Madeleine Shaw is the Author of this very popular cook book which is actually a follow on from her first book ‘Get The Glow.’ So in true dietitian style, I thought I would buy it and see what I thought.
The first few pages take you through some fairly solid advice around planning your meals and why you should eat healthily.
‘Cook once, eat twice’
Madeleine then goes on to talk about her philosophy and while again it is generally good, I feel somewhat overcomplicated. Such as avoiding wheat products – yes things like white bread, biscuits and cake aren’t going to provide you much in the way of nutrition, but wholemeal breads and pasta are actually great sources of energy and fibre when used correctly. Also the issue around coconut oil is quite quickly brought up and suggested as a fat you should include in your diet. As a saturated fat, this is not something that I would agree with at all.
I love that Madeleine talks about ‘store cupboard ingredients’ which are an important concept for anyone looking to eat healthily. She describes a variety of nuts,seeds, flours, spices, dried fruit and tinned goods to ensure you are well equipped. Yet, these also come along with some health claims I am rather dubious about, and some of the ingredients like chia seeds can be actually quite expensive.
So on to the actual food…
This book has a selection of fast meals and slow meals – for the weekday and the weekend. It also contains lots of snacks and breakfast recipes. So I tried a selection….
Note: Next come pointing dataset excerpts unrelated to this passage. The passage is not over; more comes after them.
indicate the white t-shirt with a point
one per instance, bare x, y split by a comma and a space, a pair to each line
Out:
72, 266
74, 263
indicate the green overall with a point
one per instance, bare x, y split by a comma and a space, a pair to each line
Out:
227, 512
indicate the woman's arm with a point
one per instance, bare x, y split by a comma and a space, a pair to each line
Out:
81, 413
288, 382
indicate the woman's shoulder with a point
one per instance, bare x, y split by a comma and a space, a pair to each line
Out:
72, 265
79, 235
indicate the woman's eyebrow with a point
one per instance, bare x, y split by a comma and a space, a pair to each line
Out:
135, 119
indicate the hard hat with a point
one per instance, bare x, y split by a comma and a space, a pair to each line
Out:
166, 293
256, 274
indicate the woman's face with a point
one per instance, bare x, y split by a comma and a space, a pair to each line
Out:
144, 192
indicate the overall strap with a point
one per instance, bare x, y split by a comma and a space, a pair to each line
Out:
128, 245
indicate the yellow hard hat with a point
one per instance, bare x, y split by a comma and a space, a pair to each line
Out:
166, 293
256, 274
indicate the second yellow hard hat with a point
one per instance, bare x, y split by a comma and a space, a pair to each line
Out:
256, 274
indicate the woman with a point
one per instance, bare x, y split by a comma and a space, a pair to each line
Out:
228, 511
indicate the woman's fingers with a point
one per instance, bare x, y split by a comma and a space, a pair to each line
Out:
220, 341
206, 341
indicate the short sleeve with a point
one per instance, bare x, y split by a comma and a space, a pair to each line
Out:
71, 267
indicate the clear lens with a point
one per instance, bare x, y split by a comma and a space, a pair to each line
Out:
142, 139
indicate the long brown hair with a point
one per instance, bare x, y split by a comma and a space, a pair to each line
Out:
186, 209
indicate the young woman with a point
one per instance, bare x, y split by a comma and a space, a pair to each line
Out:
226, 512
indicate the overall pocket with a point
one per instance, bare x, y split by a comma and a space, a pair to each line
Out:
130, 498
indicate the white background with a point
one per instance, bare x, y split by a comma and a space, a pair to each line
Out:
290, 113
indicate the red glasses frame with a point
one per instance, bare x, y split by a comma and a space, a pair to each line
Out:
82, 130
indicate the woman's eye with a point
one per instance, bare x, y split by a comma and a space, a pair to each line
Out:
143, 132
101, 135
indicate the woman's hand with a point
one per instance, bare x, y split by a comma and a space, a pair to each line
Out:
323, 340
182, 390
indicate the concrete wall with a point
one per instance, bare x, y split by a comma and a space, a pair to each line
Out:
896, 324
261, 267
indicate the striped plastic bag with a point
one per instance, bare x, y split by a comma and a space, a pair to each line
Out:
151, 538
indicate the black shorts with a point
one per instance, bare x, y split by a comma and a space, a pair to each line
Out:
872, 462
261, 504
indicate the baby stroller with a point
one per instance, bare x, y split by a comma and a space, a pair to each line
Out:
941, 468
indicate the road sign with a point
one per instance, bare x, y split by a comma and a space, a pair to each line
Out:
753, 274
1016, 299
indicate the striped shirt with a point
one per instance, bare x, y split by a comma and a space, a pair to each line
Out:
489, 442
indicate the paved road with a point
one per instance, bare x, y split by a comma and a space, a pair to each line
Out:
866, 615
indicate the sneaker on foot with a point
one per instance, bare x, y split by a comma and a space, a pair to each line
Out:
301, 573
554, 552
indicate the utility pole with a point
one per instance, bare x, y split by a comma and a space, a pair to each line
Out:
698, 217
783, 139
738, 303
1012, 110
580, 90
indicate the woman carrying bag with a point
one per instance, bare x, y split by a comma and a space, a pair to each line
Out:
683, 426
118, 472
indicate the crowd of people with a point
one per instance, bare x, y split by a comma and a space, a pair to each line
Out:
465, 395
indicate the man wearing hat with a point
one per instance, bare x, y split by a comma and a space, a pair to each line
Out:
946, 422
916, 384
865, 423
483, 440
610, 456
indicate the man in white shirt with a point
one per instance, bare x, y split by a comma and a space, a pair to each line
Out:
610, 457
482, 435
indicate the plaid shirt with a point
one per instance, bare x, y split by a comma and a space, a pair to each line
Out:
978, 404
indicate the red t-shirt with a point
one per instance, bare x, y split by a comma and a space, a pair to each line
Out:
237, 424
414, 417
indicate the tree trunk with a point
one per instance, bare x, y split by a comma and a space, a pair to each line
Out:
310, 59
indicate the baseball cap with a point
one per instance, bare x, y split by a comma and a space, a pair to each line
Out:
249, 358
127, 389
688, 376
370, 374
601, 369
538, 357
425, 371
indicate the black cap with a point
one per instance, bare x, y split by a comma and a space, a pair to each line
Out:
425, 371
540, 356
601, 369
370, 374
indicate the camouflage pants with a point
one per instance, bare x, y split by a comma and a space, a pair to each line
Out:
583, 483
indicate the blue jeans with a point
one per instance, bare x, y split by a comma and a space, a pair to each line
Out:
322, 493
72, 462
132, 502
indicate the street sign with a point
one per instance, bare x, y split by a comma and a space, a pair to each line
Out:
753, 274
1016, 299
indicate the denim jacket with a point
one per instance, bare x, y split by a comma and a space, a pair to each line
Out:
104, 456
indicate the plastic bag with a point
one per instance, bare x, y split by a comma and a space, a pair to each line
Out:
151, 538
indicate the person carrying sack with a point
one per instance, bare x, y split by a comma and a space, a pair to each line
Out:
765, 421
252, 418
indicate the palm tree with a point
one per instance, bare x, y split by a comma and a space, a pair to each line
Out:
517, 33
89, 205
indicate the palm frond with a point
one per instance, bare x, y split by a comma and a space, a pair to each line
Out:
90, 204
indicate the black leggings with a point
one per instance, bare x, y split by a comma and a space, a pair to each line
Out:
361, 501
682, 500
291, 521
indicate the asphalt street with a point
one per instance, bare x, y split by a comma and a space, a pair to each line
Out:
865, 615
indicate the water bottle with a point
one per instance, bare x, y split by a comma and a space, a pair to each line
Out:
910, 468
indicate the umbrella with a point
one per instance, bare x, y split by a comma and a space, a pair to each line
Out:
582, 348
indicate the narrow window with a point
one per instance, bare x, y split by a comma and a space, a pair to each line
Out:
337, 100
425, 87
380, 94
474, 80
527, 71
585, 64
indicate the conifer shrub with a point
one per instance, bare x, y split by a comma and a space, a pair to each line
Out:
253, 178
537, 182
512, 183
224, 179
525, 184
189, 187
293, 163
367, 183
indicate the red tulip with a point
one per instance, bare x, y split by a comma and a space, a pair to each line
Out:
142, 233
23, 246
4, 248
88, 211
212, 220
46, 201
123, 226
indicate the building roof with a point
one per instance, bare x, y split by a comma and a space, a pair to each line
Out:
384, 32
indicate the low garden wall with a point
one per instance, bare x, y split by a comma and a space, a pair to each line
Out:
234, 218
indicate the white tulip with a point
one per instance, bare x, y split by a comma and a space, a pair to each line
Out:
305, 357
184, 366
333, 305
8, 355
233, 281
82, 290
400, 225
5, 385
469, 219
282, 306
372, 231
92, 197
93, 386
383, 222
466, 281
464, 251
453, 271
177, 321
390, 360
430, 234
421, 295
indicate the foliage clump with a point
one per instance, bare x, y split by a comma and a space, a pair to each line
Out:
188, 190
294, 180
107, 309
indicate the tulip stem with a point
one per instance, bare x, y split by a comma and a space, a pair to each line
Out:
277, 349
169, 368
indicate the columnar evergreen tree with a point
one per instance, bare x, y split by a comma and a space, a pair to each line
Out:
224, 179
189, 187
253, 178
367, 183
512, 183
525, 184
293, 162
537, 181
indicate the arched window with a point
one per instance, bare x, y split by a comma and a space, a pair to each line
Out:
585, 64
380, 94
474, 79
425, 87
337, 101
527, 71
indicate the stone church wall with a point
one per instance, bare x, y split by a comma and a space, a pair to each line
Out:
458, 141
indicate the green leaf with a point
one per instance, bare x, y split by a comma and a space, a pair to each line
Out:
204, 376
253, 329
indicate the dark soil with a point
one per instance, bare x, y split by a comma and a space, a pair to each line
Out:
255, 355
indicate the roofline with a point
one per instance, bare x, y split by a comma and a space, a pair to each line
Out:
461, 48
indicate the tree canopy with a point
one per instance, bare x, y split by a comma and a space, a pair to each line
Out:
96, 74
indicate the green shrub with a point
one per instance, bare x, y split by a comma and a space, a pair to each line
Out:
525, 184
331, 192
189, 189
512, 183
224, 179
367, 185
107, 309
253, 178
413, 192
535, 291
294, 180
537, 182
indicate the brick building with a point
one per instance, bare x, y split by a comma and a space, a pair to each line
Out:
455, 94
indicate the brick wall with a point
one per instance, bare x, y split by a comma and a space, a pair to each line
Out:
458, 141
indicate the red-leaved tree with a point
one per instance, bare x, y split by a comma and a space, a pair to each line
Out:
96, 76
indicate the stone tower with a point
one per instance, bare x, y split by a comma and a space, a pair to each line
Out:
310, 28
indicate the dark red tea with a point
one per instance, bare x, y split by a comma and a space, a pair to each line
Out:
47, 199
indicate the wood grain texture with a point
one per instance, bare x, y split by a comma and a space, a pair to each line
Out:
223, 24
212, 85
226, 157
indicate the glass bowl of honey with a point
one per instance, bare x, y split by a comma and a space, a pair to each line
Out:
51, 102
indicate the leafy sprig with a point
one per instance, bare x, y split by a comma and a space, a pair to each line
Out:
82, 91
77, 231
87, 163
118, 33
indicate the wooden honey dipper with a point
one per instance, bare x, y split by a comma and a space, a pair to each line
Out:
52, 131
-Pimping porridge with pomegranate, poached pears and pistachio
Grating a pear into porridge is a fantastic way of getting 1 of your 5 a day and sweetening the porridge naturally. Not only this, but the combination of milk (protein), nuts (healthy fat) and oats (carbs) = a balanced breakfast. But the portion sizes on this recipe were too big (60g instead of 50g of oats) and there is honey added. I would suggest anyone tries it first without the honey, as for me it was already sweet enough. It should also be noted that as honey is a high GI food it will increase your blood sugars and so in theory is not good for skin (as this book aims to be).
-Coconut and lime quinoa porridge with honey almond crumble
This recipe gives you the option to either use quinoa flakes or oats, and seeing as I already have to rotate my weekly shops due to the amount of awkward questions I ask the staff- I used oats. One of the reasons I loved using this book, is the exciting variations on boring porridge it provides and this was no exception. There was however, the dreaded coconut oil (which I simply didn’t use) and then the nuts were caramelised in honey before putting on the porridge. As tasty as this was, it was really quite sugary – so perhaps not so healthy. Something, I would like to point out here is just because it is natural does not mean it is healthy.
Again, I used all oats in this as I could not find the buckwheat groats in my local supermarket. The use of vegetables in oats was great and something I have never thought about doing before. However, I did adjust the portion sizes a little as the recipe calls for 65g of oats which is quite large. It also includes 1/2 tbs of honey, which I actually found too sweet and just avoided the second time I made it – perfect
Although the book contains many drinks, I chose to try the ‘Turmeric Milk’ as the others were very high in sugar. I was also quite excited to try turmeric in something other than the occasional asian dish. The taste was savoury and quite earthy – you may want to try it in cows milk to improve the taste. Yet again, I was left trying to avoid sugar in the way of added honey. Another thing to note is that Turmeric is used frequently throughout this book, due to containing an anti-oxidant known as curcumin. However, when you look at the science behind this, the actual ability of such as small amount taken orally to have an anti-oxidative affect is questionable. Also, when something is taken orally you don’t necessarily absorb all of it. Not only this, but there appears not to be any science mentioning skin health with in relation to curcumin. Equally though, there is nothing to suggest it makes your skin any worse.
-Lamb and Spinach Curry
This was one of the ‘slow’ meals and takes around 2 hours to make. Apart from the coconut oil (easily replaced), this dish was amazing and I loved being able to use spinach up as it really doesn’t last very long. The meal itself is high protein, iron and fibre – so win-win-win! This was also my first time using cauliflower rice (bad dietitian I know), which is again a great way to get another 1 of your 5 a day and cut down on calories. Although to make things a little easier, there is no reason why you can’t just have a sensible portion of normal rice. To make things a little cheaper you may also want go for the cheaper cuts of meat in this dish as the long cooking time means they will be nice and soft by the end.
-Goan Chicken Curry
One of the 15 minute meals – my partner was actually able to make this unsupervised (in 30 minutes). Again, apart from the coconut oil – a low GI, balanced, healthy meal.